Катенька, Екатерина Ильинична, открыла коробочку и ахнула. По части эстетических запросов ей было далеко до мужа, но она не менее его умела ценить красоту.
– Миша! Неужели Зарубиной так необходима эта дача, что она решила расстаться с таким чудом?!
– Вот, представь себе! Решила. – Карновский и сам не мог понять, что послужило истинной причиной такого подарка – брошь стоила много дороже, чем оставшаяся неоплаченной часть его работы. Было у него подозрение, что это изделие чем-то неприятно фрейлине Зарубиной, заказавшей ему проект нового дома на взморье, в местечке Терийоки. Дело в том, что Михаил Александрович хорошо умел чувствовать настроения и переживания других людей, вплоть до едва уловимых нюансов. По торопливому жесту, несколько более нервному, чем это требовалось при нарочито спокойных интонациях дамы, умевшей держать себя в руках при посторонних, он и сделал вывод, что заказчица скорее ищет повод избавиться от броши, нежели рассчитаться с ним.

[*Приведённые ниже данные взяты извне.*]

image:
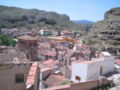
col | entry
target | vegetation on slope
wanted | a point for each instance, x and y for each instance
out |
(33, 19)
(5, 40)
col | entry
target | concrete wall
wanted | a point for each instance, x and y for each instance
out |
(79, 70)
(79, 86)
(7, 76)
(46, 72)
(91, 71)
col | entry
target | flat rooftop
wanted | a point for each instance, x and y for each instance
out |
(27, 37)
(87, 62)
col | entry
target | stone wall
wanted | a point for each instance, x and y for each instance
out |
(8, 74)
(80, 86)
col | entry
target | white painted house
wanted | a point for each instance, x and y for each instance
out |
(91, 70)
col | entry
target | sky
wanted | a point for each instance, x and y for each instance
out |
(92, 10)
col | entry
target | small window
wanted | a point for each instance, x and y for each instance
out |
(77, 78)
(19, 78)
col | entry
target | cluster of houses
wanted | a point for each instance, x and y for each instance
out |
(39, 63)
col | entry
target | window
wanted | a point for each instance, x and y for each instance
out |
(77, 78)
(19, 78)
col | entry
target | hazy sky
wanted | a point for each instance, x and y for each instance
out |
(75, 9)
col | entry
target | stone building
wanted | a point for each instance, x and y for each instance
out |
(28, 45)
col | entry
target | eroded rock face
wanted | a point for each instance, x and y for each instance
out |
(108, 30)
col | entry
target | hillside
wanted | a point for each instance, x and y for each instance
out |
(83, 21)
(105, 35)
(34, 19)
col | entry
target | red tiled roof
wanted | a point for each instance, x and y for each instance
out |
(32, 73)
(117, 61)
(49, 61)
(55, 80)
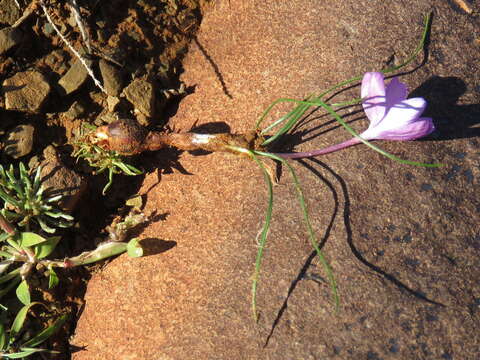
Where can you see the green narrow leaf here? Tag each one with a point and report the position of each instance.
(311, 233)
(110, 181)
(128, 169)
(46, 333)
(332, 112)
(52, 278)
(27, 239)
(44, 249)
(22, 354)
(20, 320)
(263, 235)
(3, 337)
(23, 293)
(134, 249)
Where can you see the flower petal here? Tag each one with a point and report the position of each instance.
(410, 131)
(404, 112)
(373, 95)
(395, 92)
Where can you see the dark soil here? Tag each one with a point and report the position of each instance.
(142, 39)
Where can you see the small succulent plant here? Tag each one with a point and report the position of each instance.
(15, 343)
(101, 159)
(25, 200)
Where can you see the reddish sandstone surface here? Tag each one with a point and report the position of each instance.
(190, 299)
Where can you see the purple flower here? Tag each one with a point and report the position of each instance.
(392, 116)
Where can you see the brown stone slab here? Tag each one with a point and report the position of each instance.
(191, 299)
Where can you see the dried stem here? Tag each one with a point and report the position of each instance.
(75, 52)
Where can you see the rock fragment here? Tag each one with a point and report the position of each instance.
(75, 111)
(9, 37)
(58, 179)
(9, 12)
(112, 78)
(19, 141)
(74, 78)
(26, 91)
(141, 94)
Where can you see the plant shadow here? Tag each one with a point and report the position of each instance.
(452, 121)
(315, 166)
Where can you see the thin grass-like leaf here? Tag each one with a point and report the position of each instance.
(3, 338)
(311, 233)
(263, 235)
(299, 110)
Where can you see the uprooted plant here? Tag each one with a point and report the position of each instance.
(392, 117)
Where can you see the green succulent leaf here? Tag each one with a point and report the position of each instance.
(10, 275)
(20, 320)
(10, 286)
(24, 352)
(134, 249)
(27, 239)
(23, 293)
(44, 249)
(3, 337)
(52, 278)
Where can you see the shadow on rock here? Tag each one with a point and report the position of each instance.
(303, 274)
(452, 121)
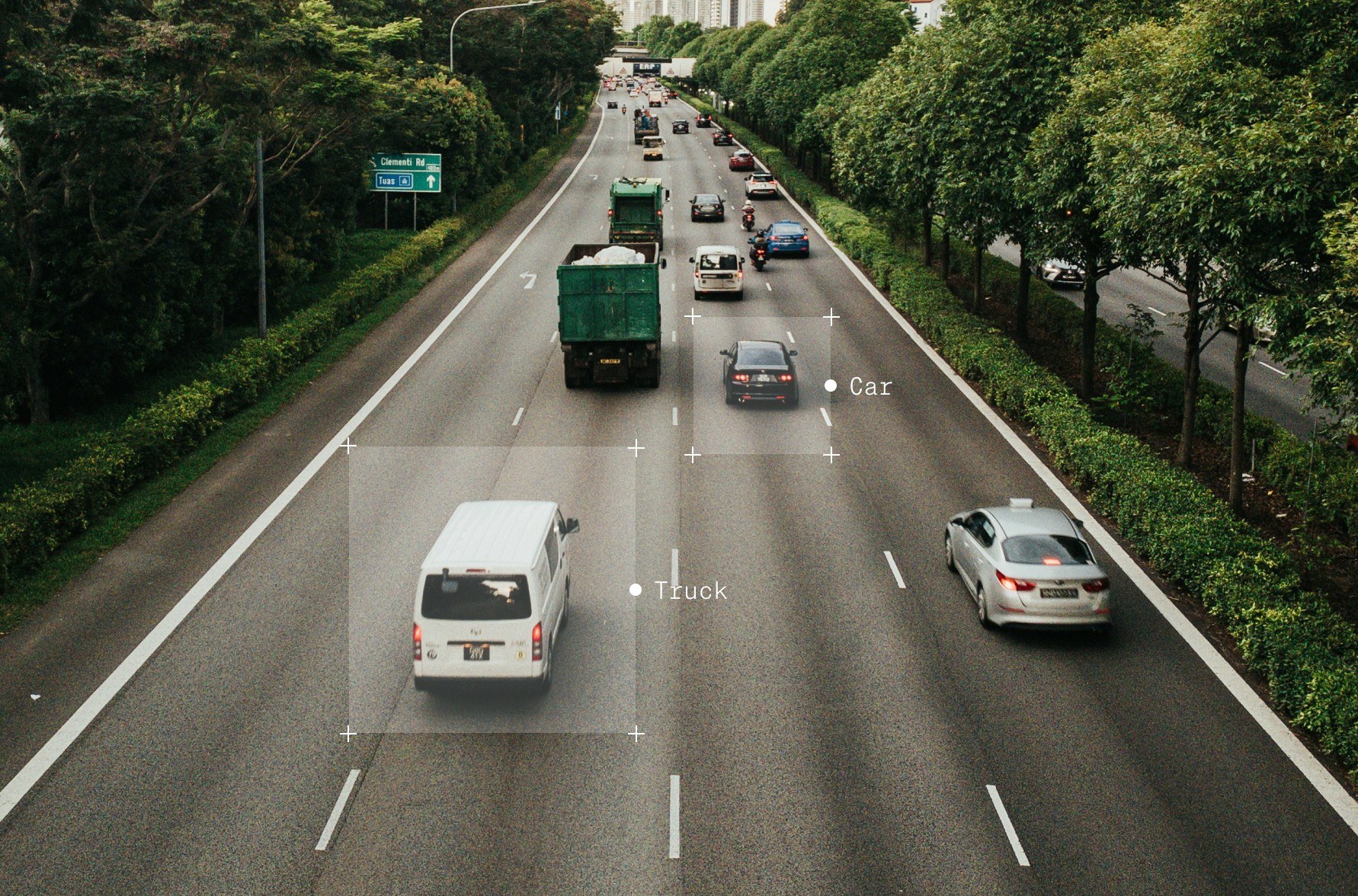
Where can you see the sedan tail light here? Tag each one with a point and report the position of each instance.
(1014, 584)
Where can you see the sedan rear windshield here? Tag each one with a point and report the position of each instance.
(477, 597)
(761, 356)
(1046, 550)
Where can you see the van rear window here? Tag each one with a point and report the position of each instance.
(476, 597)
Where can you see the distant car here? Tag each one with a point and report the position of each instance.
(1062, 274)
(788, 238)
(761, 185)
(708, 206)
(1027, 566)
(761, 371)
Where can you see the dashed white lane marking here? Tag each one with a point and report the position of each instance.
(324, 843)
(112, 686)
(674, 816)
(1008, 824)
(895, 571)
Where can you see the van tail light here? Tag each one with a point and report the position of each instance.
(1014, 584)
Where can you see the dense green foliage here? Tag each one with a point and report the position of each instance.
(127, 147)
(1305, 652)
(38, 517)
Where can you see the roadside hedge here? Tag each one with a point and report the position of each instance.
(38, 517)
(1293, 638)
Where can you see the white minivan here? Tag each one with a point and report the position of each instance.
(493, 594)
(719, 269)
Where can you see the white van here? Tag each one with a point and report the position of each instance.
(493, 594)
(719, 269)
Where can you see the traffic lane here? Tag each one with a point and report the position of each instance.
(216, 767)
(835, 762)
(493, 812)
(1271, 392)
(165, 557)
(1091, 734)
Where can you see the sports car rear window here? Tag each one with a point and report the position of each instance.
(479, 597)
(1046, 550)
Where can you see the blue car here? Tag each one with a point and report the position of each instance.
(788, 238)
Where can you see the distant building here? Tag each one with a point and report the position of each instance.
(929, 12)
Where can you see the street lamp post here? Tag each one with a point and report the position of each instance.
(507, 6)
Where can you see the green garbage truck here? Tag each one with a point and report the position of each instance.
(609, 302)
(636, 211)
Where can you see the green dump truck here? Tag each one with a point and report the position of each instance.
(636, 211)
(610, 314)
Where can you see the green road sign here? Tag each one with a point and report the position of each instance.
(406, 173)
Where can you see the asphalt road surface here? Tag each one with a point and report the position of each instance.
(834, 722)
(1271, 390)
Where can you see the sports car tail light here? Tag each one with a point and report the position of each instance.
(1014, 584)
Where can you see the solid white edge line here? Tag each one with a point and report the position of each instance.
(895, 571)
(674, 816)
(1008, 826)
(324, 843)
(74, 727)
(1292, 747)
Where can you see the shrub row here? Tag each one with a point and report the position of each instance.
(38, 517)
(1293, 638)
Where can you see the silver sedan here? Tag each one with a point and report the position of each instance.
(1028, 566)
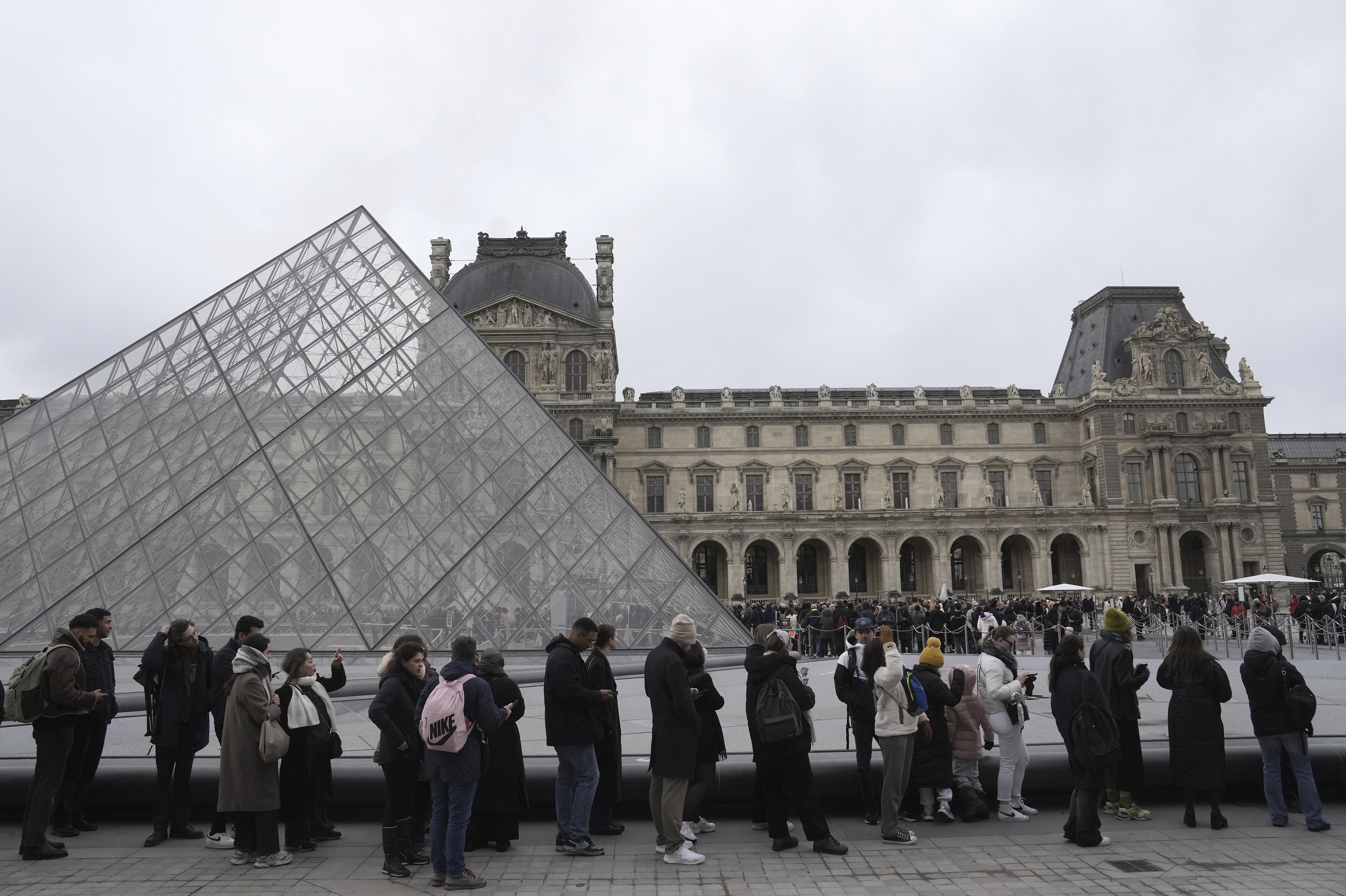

Но у него брошь никаких неприятных ощущений или мыслей не вызвала, и он согласился принять её в счёт долга.
Ни Михаил Александрович, ни Екатерина Ильинична, конечно, не вспомнили странного господина Тайновского с его странным рассказом. Мог бы вспомнить впечатлительный Сашенька, но разговор происходил поздно вечером, когда детям уже положено спать.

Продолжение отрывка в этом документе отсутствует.